To The Girl Who Isn't A Feminist

There's recently been an article becoming popular titled "I am a female and I am so over feminists."

When I first started reading it, I realized that the writer had made some good points. However, as I read more into the article, I realized it lacks one important thing — research.

It stated that women "have never been more respected. Women have more rights in the United States than ever before."

Yes, women have never been more respected but women still have less right in comparison to men.

Even though sexism in the workforce and everyday life is so much better than 50 years ago — it will always exist and be a problem.

The hashtag #MeToo has made great advancements in making it easier to report sexual harassment cases in the workplace, but this hashtag started just two years ago. Without the brave women who came forward and reported their encounters, we wouldn't have this monumental hashtag.

The motive for this hashtag? To be treated with respect and yes, even as equals.

Inequality still doesn't stop in social situations and while it's most well known in the workforce, it also occurs in the world of sports.
Even though female sports are less popular than men and therefore not paid as much, they're still playing the same sport (and some are even better than the men).

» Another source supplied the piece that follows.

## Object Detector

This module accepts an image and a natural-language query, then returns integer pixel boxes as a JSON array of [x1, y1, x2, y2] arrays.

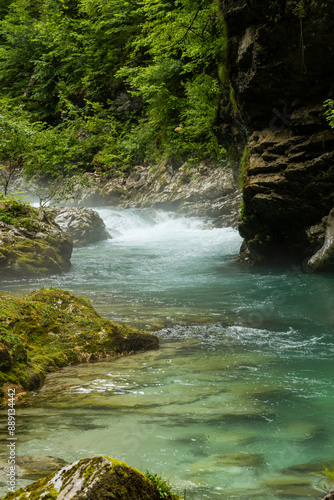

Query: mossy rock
[[4, 457, 179, 500], [0, 289, 159, 404], [0, 197, 73, 280]]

The Women's Soccer team has recently gained headlines with their incredible accomplishment: a 13-0 victory over Thailand. They even won the last World Cup in 2015, while the men's soccer team did not even qualify. Even with the Women's Soccer Team explosive success—they're still paid 38 cents to the dollar compared to their male counterparts.

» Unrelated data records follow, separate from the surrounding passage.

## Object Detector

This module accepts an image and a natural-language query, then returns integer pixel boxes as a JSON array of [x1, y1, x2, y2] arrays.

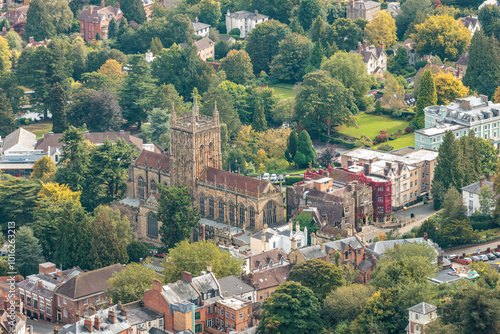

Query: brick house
[[16, 262, 83, 322], [54, 263, 125, 324], [79, 0, 123, 41], [142, 268, 251, 333]]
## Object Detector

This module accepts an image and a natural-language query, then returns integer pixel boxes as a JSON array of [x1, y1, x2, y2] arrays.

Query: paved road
[[26, 318, 59, 334]]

Women in the workforce (corporate and Hollywood actresses) still get paid 20% less than men. Even Ellen Pompeo, one of the main stars of Grey's Anatomy was paid significantly less than her male counterparts at the start of the show.

Make sense why people think men and women still aren't equal right?

If you look up the actual definition of feminism, it says: the advocacy of women's rights on the basis of the equality of the sexes. It never says the advocacy of women overpowering men. I think the author of this article and anybody else against feminism think that all feminists hate men, which is not true. Sure, some feminists hate men but those few women don't represent the entire movement.

I've seen many articles like this one and have tried not to fire back because truth be told, I didn't know everything about feminism and what it meant to be one.

In highschool, I considered myself a feminist, but I really had no idea what that word even meant and what I was standing for. It wasn't until I did research for papers and articles that I learned the true meaning.

I learned about Betty Friedan's "The Feminine Mystique," a book that helped ordinary women to examine their lives and social roles. Since this book was published, women have been inspired to pursue degrees in the medical and law field.

I learned about the inspiring Supreme Court Justice Ruth Bader Ginsburg. A woman who, without her work, we wouldn't have non-discriminatory laws against both genders and is also known for being an equal rights activist (also known as a feminist).

Ruth Bader Ginsburg and Betty Friedan overcame obstacles because they wanted two things: equality and respect.

Our foremothers of feminism never wanted to be above men, but to be equal — because they were born into a world where men were always superior.

While feminism is about equality, it is also about respect — men respecting women and vice versa and in a way, chivalry is also included. If a man respects a woman (cooks and cleans for her, opens the door for her, does things a woman expects), then he's a feminist.

Equal rights and feminism also means embracing the opposite gender for each other's faults because we are human, not because of our gender.

Even if I considered myself a feminist, I still understand that men can do more tasks than women. Yes, they are physically superior, but they shouldn't act like they are socially superior. This is when I (and feminists too) have a problem with men — if a man can't respect women in the workforce or in the household.

This author had good points and intentions with this article.

However, with more attention to the nuances of modern society, then she may find that feminism is not a dead social cause — but one that requires us to fight for true equality.